Die deutsche Sprache weckte viele schreckliche Erinnerungen  

Eines Tages kam ein schon sehr schwacher jüdischer Patient, von dem ich wusste, dass er aus Frankfurt nach Israel gekommen war. Er sprach nur noch wenig, und mit den meisten nur ein paar Brocken Englisch. Ich hörte aber, dass er auch deutsch sprechen kann. Als ich ihm das erste Mal begegnet bin, stellte ich mich vor und sagte auf deutsch, dass ich aus Frankfurt komme. Und sofort merkte ich, dass seine Gesichtszüge herunterfielen. Erst danach hörte ich von seinem Schicksal: Er war als gebildeter Frankfurter Jude aus dem Nazi-Deutschland nach Israel geflohen. In Israel hatte er dann eine Fahrschule aufgemacht und damit seinen Unterhalt gefristet. Als er merkte, dass ich aus Frankfurt komme, und ich auf deutsch mit ihm sprach, kamen wohl viele schreckliche Erinnerungen aus der Nazi-Zeit wieder in ihm hoch. So erkäre ich mir seine Reaktion. In den Tagen danach sprach er nur noch das Allernötigste auf englisch mit mir.

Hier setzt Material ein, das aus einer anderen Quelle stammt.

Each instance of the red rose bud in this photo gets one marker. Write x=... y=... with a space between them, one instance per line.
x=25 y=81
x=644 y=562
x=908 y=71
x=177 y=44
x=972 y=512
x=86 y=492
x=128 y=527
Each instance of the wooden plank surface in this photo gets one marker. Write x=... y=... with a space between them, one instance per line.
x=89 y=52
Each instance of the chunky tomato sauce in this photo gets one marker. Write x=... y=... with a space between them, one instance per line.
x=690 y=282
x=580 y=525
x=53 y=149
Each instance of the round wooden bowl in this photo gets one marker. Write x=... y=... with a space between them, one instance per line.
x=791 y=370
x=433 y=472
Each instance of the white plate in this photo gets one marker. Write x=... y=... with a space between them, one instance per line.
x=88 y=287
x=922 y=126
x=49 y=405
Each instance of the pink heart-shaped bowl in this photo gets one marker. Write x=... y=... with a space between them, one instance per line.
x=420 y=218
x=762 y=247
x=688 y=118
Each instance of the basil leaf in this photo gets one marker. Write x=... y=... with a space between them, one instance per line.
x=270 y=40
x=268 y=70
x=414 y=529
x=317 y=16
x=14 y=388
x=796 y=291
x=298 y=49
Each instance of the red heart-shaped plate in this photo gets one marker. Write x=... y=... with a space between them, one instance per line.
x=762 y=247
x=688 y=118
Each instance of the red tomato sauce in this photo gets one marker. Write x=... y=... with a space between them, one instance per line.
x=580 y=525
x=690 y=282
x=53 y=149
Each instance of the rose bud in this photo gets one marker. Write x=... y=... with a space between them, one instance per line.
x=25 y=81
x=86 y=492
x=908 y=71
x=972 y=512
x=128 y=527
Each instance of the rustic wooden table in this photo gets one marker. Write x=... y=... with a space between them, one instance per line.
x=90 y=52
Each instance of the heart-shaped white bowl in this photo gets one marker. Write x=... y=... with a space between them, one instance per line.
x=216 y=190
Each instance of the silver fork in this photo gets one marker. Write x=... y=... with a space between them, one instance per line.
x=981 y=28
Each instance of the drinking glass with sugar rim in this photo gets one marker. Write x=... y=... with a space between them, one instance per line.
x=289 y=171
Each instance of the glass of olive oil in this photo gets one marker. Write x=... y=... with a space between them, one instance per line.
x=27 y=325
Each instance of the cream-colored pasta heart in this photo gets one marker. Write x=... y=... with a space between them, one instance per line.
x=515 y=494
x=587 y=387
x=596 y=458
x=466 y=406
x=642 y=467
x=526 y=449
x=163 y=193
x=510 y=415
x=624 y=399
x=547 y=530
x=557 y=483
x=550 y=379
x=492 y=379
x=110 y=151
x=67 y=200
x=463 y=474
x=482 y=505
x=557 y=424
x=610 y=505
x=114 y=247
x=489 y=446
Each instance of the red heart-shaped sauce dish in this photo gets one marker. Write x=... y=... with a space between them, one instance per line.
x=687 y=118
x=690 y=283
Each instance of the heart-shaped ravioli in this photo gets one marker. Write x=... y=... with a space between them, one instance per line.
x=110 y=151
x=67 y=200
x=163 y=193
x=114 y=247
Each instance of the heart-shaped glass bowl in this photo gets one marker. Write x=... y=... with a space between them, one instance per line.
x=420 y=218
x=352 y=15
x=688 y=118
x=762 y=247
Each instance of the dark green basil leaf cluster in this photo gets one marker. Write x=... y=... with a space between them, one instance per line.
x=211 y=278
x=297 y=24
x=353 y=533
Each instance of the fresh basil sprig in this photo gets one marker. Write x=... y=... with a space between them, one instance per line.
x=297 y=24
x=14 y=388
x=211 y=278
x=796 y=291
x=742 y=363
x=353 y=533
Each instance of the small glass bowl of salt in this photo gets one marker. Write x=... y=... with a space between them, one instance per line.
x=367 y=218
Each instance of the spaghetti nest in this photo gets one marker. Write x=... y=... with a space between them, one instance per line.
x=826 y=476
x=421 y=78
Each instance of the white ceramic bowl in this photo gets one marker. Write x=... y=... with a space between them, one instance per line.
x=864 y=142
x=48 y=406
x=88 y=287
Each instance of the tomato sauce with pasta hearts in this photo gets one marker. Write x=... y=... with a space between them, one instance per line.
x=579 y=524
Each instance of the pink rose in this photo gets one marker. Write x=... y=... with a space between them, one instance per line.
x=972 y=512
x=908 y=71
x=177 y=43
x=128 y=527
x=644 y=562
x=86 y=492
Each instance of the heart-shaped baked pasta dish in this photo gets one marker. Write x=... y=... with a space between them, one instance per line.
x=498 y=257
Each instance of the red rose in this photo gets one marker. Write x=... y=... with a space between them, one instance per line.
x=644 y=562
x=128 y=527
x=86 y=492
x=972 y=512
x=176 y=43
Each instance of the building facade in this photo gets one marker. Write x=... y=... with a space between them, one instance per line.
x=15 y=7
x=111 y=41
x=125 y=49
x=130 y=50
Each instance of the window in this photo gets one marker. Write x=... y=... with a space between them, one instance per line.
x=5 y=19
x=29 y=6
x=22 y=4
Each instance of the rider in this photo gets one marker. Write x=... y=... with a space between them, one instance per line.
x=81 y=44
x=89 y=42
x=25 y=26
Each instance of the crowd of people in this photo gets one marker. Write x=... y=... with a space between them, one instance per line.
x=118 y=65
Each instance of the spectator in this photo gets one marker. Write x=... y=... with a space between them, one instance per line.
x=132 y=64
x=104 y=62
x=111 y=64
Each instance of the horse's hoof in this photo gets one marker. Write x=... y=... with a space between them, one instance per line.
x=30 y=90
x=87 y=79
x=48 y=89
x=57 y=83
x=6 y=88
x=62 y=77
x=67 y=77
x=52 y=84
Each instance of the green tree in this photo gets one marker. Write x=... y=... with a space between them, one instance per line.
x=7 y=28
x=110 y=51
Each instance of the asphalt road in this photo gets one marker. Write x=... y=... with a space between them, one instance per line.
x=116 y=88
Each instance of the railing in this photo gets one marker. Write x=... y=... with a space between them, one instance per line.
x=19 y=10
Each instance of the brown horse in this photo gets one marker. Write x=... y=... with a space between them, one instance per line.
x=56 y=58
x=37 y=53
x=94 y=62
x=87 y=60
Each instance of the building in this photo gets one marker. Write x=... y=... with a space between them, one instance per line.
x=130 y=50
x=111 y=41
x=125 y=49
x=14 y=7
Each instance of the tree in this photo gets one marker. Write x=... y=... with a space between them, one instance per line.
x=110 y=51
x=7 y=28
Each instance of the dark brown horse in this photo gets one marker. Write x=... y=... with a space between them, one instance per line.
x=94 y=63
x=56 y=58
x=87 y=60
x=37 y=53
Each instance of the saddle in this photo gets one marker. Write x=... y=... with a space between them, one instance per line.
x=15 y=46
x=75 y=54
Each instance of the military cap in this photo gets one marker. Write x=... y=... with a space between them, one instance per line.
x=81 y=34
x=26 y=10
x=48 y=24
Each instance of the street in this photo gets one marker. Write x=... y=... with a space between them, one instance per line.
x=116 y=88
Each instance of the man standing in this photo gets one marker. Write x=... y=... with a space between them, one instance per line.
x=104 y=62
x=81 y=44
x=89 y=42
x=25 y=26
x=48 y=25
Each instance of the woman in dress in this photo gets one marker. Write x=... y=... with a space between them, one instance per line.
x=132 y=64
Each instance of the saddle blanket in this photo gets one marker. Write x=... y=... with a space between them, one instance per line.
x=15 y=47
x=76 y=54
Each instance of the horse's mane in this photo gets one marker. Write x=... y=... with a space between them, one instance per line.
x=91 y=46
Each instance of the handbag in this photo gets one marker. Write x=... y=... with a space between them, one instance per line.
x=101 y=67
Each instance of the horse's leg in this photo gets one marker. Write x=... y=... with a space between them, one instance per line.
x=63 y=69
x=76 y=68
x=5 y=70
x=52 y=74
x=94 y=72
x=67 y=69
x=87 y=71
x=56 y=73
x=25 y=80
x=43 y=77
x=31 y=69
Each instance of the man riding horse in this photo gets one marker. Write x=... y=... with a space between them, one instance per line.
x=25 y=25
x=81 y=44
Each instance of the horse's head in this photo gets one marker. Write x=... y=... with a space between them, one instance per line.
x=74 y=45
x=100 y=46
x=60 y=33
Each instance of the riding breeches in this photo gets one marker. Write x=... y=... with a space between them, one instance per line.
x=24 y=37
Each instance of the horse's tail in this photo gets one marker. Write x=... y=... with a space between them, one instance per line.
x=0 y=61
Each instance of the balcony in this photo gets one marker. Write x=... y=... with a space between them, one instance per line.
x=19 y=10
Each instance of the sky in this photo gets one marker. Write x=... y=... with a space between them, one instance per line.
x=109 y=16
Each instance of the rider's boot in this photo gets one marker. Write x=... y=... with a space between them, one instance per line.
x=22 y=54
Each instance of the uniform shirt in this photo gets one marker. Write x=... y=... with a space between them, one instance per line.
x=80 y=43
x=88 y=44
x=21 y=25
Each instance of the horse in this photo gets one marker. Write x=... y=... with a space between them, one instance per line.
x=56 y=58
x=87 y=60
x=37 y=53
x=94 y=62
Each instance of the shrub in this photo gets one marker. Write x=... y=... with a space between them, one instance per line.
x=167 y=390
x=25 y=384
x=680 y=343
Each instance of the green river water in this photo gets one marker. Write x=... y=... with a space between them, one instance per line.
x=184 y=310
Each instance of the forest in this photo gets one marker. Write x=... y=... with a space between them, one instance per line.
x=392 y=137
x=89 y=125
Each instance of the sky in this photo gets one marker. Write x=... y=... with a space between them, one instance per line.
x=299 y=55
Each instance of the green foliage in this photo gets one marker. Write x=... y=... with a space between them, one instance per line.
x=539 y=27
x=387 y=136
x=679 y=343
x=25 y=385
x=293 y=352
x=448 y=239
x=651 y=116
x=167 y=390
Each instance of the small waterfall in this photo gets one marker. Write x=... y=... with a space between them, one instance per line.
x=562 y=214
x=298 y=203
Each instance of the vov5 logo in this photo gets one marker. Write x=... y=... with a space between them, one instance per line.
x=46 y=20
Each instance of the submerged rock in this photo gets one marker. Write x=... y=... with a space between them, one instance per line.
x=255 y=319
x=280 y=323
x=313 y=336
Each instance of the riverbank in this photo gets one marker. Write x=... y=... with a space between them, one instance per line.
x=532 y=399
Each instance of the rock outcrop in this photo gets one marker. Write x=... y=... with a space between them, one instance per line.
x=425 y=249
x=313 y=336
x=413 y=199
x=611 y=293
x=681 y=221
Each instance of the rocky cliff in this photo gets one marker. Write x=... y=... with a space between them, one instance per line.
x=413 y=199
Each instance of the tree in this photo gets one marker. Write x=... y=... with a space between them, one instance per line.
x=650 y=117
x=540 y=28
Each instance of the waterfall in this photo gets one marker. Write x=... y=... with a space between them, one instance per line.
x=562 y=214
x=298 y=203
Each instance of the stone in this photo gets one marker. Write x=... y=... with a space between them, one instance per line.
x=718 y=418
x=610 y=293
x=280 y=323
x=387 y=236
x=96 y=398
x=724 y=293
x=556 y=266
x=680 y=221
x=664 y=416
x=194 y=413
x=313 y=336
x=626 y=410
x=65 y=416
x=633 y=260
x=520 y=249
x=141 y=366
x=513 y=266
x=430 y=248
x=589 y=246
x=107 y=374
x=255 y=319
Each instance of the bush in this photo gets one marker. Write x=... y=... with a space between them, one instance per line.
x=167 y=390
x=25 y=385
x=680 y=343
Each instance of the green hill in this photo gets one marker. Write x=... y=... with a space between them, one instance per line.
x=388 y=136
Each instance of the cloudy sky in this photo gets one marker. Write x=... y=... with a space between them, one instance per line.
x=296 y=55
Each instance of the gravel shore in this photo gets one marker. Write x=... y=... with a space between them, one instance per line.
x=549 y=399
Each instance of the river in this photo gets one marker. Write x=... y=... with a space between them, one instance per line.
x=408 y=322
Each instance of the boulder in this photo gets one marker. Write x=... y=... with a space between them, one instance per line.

Etwas hatte sich in ihm geöffnet

Ich habe ihm einfach morgens das Frühstück gebracht. Nach einigen Wochen dann, als ich ihm den dampfenden Kaffee und die warmen Brötchen hingestellt hatte, hat er mich angeschaut, ein wenig gelächelt, und dann auf deutsch gesagt: „Und jetzt noch die Frankfurter Zeitung.“ So hieß früher die Frankfurter Allgemeine Zeitung, die FAZ.

Irgend etwas hatte sich in ihm geöffnet, und dafür bin ich ihm bis heute dankbar, auch wenn ich nichts weiter von ihm gehört habe, und er inzwischen sicher lange gestorben ist.

Manchmal öffnen sich im Leben Tore, die Menschen zu Freunden machen

Mit dem arabischen Namen des Jerusalemer Tores Bab el-Khalil „Tor des Freundes“ ist eigentlich Abraham gemeint, den die Bibel „einen Freund Gottes“ nennt. Ich verbinde mit dem Namen bis heute meine Erinnerung an meinen Freund: Manchmal öffnen sich im Leben Tore, die Menschen zu Freunden machen, und die Freundschaften, die dann entstehen, sind für mich ein echtes Gottesgeschenk.